Cairn, Macha Ghrianáin, Co. Kerry
Co. Kerry |
Cairns
On a south-facing slope between Cloonaghlin and Iskanamacteery loughs in south Kerry, a pear-shaped mound of stone sits in quiet ambiguity.
It was recorded before excavation as roughly nine and a half metres long, seven metres wide, and just over two metres high, which is modest enough for a prehistoric burial cairn but not implausible either. What makes the site genuinely curious is that, decades after it was dug into and catalogued, its basic character remains unresolved.
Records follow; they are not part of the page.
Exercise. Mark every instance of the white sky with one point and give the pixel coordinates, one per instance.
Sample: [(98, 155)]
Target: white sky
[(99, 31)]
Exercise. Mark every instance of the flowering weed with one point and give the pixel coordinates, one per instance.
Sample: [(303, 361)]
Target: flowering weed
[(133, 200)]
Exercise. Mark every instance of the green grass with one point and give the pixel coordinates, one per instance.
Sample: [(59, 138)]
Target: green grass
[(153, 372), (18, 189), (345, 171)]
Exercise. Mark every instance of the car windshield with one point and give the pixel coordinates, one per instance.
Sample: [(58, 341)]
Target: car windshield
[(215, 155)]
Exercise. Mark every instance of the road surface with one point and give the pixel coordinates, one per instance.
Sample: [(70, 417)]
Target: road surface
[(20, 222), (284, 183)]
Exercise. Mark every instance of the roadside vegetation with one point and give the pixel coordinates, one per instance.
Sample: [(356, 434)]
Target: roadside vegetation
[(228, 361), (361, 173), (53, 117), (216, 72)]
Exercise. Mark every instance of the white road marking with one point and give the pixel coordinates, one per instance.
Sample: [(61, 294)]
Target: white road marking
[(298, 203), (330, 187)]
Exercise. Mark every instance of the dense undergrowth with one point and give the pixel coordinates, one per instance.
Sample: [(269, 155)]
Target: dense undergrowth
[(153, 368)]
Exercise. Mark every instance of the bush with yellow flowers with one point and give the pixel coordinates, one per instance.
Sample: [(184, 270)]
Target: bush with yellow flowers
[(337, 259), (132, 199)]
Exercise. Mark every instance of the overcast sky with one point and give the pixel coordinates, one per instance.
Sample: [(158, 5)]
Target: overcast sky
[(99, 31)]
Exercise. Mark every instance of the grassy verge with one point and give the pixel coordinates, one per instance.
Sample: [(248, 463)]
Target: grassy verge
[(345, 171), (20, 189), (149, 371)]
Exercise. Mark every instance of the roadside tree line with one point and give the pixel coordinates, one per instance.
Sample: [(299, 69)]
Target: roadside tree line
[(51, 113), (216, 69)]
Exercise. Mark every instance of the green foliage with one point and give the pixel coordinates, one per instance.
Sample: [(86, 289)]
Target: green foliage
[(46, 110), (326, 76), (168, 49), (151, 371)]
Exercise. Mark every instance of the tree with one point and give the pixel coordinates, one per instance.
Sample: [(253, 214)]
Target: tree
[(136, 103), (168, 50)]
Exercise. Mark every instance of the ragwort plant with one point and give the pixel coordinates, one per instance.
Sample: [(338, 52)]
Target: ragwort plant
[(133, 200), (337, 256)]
The excavation was carried out by O'Connell in 1937, and his interpretation was straightforward: a burial cairn, the kind of monument found across Ireland in which stone was heaped over one or more stone-lined graves. A cairn of this type typically covers cists, box-like chambers formed from upright slabs and roofed with flat lintels. O'Connell found three such cists, all capped with lintels. The southernmost was the most substantial, measuring around 1.8 metres long and plunging to a depth of 1.8 metres at its western end. Inside were stone chips, bone fragments he identified as human, and two pieces of sandstone he thought resembled arrowheads. The two cists to the north contained only stone infill, with no finds recorded. The burial interpretation seemed settled. But subsequent opinion has not been so sure. It has been proposed that the southern feature may actually be a corn-drying kiln, a simple agricultural structure used to dry grain before milling, and doubt has been cast on whether the bone fragments and sandstone pieces are what O'Connell believed them to be. The monument sits somewhere between a prehistoric grave and a field kiln, and no firm resolution has followed.